Contrastive learning is how most embedding models are trained — the models that power semantic search, RAG, and recommendations. It's also the training approach behind CLIP, which connects language and vision. Any time you use embeddings to measure similarity, contrastive learning is likely how those embeddings were created.

Deep Dive

The InfoNCE loss (used by CLIP and many embedding models): given a batch of N positive pairs, treat the N−1 non-matching items in the batch as negative examples. The loss pushes positive pair embeddings closer together and negative pair embeddings apart. The key insight: you don't need explicitly labeled negative examples — other items in the batch serve as negatives for free, making the approach highly scalable.
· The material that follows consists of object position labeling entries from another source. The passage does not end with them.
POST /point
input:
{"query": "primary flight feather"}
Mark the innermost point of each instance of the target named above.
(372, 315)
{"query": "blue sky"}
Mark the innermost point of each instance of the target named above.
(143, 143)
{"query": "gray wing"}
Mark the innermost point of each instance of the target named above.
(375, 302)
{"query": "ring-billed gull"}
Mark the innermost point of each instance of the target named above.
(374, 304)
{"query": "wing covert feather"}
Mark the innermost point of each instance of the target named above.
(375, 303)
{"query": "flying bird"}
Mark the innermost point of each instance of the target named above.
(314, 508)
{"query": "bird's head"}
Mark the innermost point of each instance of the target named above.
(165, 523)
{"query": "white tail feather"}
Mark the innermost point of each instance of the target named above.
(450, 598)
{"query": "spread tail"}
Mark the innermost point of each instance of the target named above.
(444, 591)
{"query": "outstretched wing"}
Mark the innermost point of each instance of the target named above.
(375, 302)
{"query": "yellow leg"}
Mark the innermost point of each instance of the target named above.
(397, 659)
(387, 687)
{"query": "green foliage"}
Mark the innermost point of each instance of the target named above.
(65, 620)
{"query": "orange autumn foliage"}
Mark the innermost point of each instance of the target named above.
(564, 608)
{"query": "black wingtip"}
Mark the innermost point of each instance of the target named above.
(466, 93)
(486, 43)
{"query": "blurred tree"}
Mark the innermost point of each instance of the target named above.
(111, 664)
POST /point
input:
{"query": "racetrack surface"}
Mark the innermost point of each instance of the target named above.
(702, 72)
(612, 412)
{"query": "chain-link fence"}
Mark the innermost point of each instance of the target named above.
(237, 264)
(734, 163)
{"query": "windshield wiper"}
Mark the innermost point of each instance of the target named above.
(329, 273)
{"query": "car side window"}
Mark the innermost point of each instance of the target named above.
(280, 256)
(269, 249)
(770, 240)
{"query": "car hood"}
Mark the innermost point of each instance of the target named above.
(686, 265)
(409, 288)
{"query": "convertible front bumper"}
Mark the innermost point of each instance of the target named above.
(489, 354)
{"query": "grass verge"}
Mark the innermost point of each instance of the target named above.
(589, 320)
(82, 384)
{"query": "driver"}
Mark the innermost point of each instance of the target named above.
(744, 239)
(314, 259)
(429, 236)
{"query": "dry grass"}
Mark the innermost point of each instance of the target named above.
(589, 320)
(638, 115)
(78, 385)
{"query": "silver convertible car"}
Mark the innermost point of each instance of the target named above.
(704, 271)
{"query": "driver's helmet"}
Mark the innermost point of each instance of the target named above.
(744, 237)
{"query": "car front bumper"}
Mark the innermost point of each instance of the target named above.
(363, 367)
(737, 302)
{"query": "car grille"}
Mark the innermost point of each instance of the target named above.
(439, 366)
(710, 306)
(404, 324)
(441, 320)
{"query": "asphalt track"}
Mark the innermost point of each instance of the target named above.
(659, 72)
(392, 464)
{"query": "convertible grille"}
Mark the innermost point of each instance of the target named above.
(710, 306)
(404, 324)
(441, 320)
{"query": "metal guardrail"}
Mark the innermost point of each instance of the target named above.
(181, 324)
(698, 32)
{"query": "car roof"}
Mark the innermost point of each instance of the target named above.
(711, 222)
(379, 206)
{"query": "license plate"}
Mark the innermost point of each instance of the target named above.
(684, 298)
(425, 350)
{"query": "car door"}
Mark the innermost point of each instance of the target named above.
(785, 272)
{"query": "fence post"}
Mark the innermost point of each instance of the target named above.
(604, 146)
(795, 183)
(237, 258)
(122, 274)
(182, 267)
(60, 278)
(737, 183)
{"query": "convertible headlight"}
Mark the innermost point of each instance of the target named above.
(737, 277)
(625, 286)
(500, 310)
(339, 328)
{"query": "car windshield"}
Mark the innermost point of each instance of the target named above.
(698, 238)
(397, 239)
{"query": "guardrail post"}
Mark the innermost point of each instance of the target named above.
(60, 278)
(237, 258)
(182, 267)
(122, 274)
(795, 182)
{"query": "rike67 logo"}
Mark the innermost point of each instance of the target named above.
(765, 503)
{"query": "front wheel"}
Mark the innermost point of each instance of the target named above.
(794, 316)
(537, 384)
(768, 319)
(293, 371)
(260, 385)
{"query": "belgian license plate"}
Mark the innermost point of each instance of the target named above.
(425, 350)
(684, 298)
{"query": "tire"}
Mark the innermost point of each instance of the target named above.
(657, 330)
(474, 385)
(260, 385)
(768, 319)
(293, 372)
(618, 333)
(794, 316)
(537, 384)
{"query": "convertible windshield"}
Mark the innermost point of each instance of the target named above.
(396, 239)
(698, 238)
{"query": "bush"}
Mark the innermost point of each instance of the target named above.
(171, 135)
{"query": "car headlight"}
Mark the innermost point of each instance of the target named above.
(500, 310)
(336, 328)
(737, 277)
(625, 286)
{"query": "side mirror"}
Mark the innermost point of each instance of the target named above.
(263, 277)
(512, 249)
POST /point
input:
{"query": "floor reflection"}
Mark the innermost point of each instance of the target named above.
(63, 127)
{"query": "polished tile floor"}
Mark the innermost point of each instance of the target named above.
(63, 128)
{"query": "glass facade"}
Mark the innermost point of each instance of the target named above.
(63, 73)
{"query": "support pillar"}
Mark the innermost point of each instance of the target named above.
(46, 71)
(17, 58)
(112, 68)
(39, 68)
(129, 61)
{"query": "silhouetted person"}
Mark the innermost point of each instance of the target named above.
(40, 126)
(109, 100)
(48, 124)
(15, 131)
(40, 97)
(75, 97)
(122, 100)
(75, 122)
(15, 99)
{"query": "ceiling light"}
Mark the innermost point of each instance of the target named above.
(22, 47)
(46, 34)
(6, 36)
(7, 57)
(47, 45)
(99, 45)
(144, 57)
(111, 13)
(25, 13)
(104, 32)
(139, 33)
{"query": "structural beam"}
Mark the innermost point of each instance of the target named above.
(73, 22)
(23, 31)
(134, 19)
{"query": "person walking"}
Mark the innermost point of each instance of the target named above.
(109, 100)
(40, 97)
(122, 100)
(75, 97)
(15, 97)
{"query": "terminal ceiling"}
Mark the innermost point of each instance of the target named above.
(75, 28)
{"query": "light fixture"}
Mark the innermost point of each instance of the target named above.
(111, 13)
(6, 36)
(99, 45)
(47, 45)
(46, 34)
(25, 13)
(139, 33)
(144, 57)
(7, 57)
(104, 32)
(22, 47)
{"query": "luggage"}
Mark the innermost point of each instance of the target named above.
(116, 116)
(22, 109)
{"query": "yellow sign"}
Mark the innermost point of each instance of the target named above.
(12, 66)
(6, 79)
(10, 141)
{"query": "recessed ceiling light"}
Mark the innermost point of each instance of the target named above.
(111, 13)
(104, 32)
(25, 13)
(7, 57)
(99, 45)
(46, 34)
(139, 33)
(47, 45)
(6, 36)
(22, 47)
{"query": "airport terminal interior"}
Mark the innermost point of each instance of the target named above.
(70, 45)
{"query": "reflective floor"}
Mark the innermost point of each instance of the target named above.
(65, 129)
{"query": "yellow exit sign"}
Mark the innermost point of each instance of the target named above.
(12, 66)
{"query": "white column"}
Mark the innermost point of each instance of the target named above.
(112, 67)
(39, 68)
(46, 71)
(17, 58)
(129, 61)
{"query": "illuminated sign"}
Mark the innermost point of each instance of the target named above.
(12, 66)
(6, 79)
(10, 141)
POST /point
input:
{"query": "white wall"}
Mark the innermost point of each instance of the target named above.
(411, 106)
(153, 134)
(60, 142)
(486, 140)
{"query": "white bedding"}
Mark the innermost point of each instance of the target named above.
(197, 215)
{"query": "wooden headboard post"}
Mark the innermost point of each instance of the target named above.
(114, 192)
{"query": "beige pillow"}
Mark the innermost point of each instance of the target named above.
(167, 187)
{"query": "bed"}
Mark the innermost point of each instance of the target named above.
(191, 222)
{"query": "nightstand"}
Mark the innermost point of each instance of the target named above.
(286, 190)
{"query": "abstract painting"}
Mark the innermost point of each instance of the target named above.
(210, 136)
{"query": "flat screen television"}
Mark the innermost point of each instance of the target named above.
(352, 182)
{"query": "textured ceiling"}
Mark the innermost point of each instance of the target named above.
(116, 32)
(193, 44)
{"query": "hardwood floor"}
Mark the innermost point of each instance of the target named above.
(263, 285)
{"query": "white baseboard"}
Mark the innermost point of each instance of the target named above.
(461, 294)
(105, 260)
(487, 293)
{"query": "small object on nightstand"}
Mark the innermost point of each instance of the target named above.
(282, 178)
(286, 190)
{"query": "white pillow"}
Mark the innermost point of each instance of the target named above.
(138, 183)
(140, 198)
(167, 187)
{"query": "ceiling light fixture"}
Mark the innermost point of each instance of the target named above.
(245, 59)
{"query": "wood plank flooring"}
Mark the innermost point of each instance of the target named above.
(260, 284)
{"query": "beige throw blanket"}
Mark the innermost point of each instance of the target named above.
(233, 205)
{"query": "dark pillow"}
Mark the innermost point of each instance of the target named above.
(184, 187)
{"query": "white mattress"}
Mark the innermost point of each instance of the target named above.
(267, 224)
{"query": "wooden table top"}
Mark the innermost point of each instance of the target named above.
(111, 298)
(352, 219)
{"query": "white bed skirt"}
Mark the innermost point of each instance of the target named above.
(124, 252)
Data Augmentation as Supervision

In vision, contrastive learning creates positive pairs through data augmentation: two random crops of the same image are a positive pair (they show the same content from different views). Different images form negative pairs. The model learns that the augmented views should have similar embeddings while different images should have different embeddings. This learns useful visual representations without any labels — pure self-supervision.

Hard Negatives

Not all negatives are equally useful for learning. "Hard negatives" — items that are similar but not matching — provide the most learning signal. For a query about "Python web frameworks," a hard negative might be a document about "Python data science" (similar topic, wrong answer) rather than one about "cooking recipes" (obviously irrelevant). Mining hard negatives is a key technique for training high-quality embedding models.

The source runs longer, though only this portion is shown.